Le miroir brisé, il ne reste rien qui puisse nous servir pour répondre aux questions du siècle. L’absurde, comme le doute méthodique, a fait table rase. Il nous laisse dans l’impasse. Mais, comme le doute, il peut, en revenant sur lui, orienter une nouvelle recherche. Le raisonnement se poursuit alors de la même façon. Je crie que je ne crois à rien et que tout est absurde, mais je ne puis douter de mon cri et il me faut au moins croire à ma protestation. La première et la seule évidence qui me soit ainsi donnée, à l’intérieur de l’expérience absurde, est la révolte. Privé de toute science, pressé de tuer ou de consentir qu’on tue, je ne dispose que de cette évidence qui se renforce encore du déchirement où je me trouve. La révolte naît du spectacle de la déraison, devant une condition injuste et incompréhensible. Mais son élan aveugle revendique l’ordre au milieu du chaos et l’unité au cœur même de ce qui fuit et disparaît. Elle crie, elle exige, elle veut que le scandale cesse et que se fixe enfin ce qui jusqu’ici s’écrivait sans trêve sur la mer. Mais transformer, c’est agir, et agir, demain, sera tuer alors qu’elle ne sait pas si le meurtre est légitime. Elle engendre justement les actions qu’on lui demande de légitimer. Il faut donc bien que la révolte tire ses raisons d’elle-même, puisqu’elle ne peut les tirer de rien d’autre. Il faut qu’elle consente à s’examiner pour apprendre à se conduire.
Deux siècles de révolte, métaphysique ou historique, s’offrent justement à notre réflexion. Un historien, seul, pourrait prétendre à exposer en détail les doctrines et les mouvements qui s’y succèdent. Du moins, il doit être possible d’y chercher un fil conducteur. Les pages qui suivent proposent seulement quelques repères historiques et une hypothèse n’est pas la seule possible ; elle est loin, d’ailleurs, de tout éclairer. Mais elle explique, en partie, la direction et, presque entièrement, la démesure de notre temps. L’histoire prodigieuse qui est évoquée ici est l’histoire de l’orgueil européen.

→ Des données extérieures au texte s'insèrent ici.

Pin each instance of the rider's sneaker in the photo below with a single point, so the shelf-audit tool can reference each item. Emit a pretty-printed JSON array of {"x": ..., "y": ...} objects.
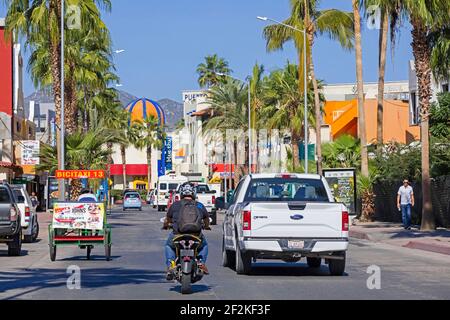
[{"x": 203, "y": 268}]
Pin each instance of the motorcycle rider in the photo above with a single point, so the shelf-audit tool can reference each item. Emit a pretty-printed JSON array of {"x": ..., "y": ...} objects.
[{"x": 187, "y": 194}]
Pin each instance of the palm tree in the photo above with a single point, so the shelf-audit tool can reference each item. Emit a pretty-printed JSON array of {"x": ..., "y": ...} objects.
[
  {"x": 229, "y": 102},
  {"x": 425, "y": 16},
  {"x": 306, "y": 15},
  {"x": 285, "y": 106},
  {"x": 360, "y": 88},
  {"x": 208, "y": 71},
  {"x": 153, "y": 137},
  {"x": 35, "y": 18}
]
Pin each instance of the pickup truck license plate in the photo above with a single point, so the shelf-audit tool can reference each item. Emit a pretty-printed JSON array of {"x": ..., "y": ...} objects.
[{"x": 296, "y": 244}]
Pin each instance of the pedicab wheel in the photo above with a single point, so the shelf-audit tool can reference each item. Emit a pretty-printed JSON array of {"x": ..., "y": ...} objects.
[
  {"x": 186, "y": 284},
  {"x": 108, "y": 252},
  {"x": 88, "y": 252},
  {"x": 52, "y": 253}
]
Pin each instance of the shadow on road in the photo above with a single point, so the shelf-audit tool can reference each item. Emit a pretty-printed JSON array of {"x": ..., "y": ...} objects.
[
  {"x": 195, "y": 288},
  {"x": 289, "y": 270},
  {"x": 31, "y": 280},
  {"x": 4, "y": 253}
]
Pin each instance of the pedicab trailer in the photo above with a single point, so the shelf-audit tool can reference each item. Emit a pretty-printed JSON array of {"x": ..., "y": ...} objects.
[{"x": 82, "y": 224}]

La révolte, en tout cas, ne pouvait nous fournir ses raisons qu’au terme d’une enquête sur ses attitudes, ses prétentions et ses conquêtes. Dans ses œuvres se trouvent peut-être la règle d’action que l’absurde n’a pu nous donner, une indication au moins sur le droit ou le devoir de tuer, l’espoir enfin d’une création. L’homme est la seule créature qui refuse d’être ce qu’elle est. La question est de savoir si ce refus ne peut l’amener qu’à la destruction des autres et de lui-même, si toute révolte doit s’achever en justification du meurtre universel, ou si, au contraire, sans prétention à une impossible innocence, elle peut découvrir le principe d’une culpabilité raisonnable.
[i] Voir Le Mythe de sisyphe. N.R.F.